Even bigots should oppose the pro-bigotry amendment

The esteemed legal scholars in Georgia's General Assembly have given us an opportunity to write bigotry into our state constitution. How thoughtful.

For fair-minded citizens, voting against Constitutional Amendment 1 should be a no-brainer. It's a cruel idea that, if passed, will benefit nobody (besides a handful of bottom-feeding politicians) and will gratuitously harm real people whose private relationships pose no conceivable threat to anybody else.

But even those who don't like the idea of same-sex marriage -- which, while we're on the topic, already is illegal in Georgia -- ought to oppose the Legislature's version of the gay-marriage amendment.

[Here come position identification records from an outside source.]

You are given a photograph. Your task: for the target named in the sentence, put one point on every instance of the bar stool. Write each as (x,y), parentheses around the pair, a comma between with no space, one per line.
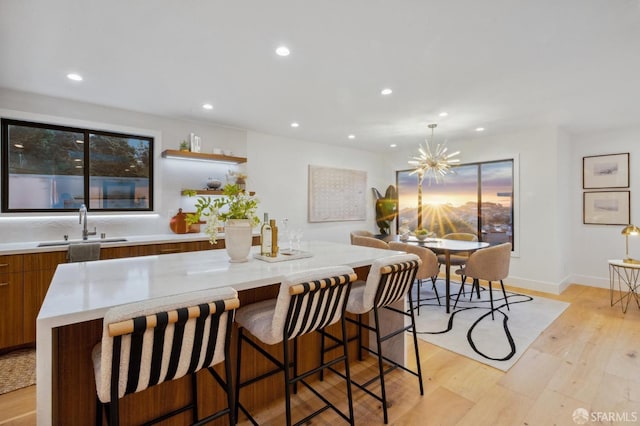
(429,269)
(146,343)
(306,302)
(389,280)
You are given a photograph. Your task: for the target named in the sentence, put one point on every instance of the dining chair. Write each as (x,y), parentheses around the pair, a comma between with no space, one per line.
(147,343)
(429,269)
(307,302)
(389,280)
(358,240)
(361,233)
(489,264)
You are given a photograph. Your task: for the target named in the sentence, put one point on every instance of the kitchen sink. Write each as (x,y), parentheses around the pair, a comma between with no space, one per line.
(67,242)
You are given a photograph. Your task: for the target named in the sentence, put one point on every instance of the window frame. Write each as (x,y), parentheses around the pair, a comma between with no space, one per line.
(513,207)
(4,165)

The proposed federal amendment that recently failed in the U.S. House of Representatives applied strictly to gay marriage. But Georgia's murkily worded proposal goes way beyond that. It also would prohibit civil unions between gay couples, could undermine domestic partner benefits, and most certainly would give gay-haters legal ammunition to attack other rights and privileges that gays and lesbians already have.

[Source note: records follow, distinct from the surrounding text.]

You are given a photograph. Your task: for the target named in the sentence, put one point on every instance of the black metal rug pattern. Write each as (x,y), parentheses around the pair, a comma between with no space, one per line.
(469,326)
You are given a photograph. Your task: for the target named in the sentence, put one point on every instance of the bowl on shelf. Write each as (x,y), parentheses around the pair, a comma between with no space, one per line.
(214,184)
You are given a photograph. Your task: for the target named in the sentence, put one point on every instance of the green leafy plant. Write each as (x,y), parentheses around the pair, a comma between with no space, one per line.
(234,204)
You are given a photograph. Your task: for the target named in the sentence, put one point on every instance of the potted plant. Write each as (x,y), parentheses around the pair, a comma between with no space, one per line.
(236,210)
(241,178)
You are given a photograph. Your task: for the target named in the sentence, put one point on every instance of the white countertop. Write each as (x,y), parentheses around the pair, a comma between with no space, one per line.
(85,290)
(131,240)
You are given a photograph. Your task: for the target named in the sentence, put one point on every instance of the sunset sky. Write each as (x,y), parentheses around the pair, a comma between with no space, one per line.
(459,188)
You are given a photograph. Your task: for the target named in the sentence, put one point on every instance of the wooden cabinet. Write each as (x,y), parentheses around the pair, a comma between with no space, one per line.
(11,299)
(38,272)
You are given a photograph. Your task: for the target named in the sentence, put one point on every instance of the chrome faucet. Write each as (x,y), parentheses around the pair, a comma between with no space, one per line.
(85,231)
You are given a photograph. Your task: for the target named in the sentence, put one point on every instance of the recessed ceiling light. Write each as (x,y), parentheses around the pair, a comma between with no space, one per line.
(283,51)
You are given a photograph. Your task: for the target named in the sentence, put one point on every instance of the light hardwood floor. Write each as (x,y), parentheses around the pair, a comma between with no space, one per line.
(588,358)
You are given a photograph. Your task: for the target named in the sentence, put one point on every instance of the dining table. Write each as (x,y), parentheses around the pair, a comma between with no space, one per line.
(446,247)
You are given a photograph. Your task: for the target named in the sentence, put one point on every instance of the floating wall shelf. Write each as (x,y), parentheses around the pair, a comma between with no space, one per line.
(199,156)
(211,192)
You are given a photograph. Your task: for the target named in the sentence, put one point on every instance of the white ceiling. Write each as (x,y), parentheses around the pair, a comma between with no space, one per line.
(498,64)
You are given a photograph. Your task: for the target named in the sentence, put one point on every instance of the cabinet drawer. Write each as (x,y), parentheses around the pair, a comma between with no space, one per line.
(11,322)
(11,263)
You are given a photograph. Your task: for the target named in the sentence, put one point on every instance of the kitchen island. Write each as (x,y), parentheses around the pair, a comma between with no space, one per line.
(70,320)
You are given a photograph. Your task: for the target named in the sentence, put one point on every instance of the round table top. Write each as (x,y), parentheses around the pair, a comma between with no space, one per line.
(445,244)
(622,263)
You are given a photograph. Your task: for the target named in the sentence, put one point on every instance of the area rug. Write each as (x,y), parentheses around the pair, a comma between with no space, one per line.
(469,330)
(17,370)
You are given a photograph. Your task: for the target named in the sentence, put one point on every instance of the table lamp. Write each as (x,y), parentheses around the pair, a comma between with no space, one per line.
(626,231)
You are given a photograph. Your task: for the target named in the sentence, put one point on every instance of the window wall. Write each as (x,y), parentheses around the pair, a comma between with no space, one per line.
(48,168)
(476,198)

Many of Georgia's largest employers -- Home Depot, BellSouth and Coke, to name a few -- offer domestic partner benefits to gay employees as a recruiting tool. Were companies barred from offering such benefits, Georgia would lose a big competitive edge in attracting and retaining major corporations. Because of ambiguous wording, it's difficult to figure out whether the amendment could be used to prevent domestic partner benefits, but make no mistake that arguing the point is next up on the religious right's gay-hating agenda.

When polled, most Georgians oppose gay marriage but are evenly split on various civil benefits for gay couples. So it seems a bit of a reach to enshrine the broadest restrictions conceivable in the state constitution.

But state lawmakers created a bait-and-switch to trick voters -- alluding only to marriage on the ballot version of a more complex piece of legislation. Even the nonpartisan League of Women Voters took the rare move of denouncing the amendment because voters won't see what they're actually voting for.

As we're writing, the Georgia Supreme Court is scheduled to hear a lawsuit aimed at blocking the vote on the grounds that the ballot description of the proposed amendment is deceptive. It's telling that the amendment's proponents are expected to counter-argue that there is ample precedent in Georgia for allowing deceptive items on the ballot.

The Rev. Timothy McDonald III, pastor of First Iconium Baptist Church in Atlanta, is among those who've joined the lawsuit to block the vote on the amendment. He contends that the proposed amendment is merely an effort to stir up the religious right on Election Day. "This is about politics, not morality," McDonald says. Amen.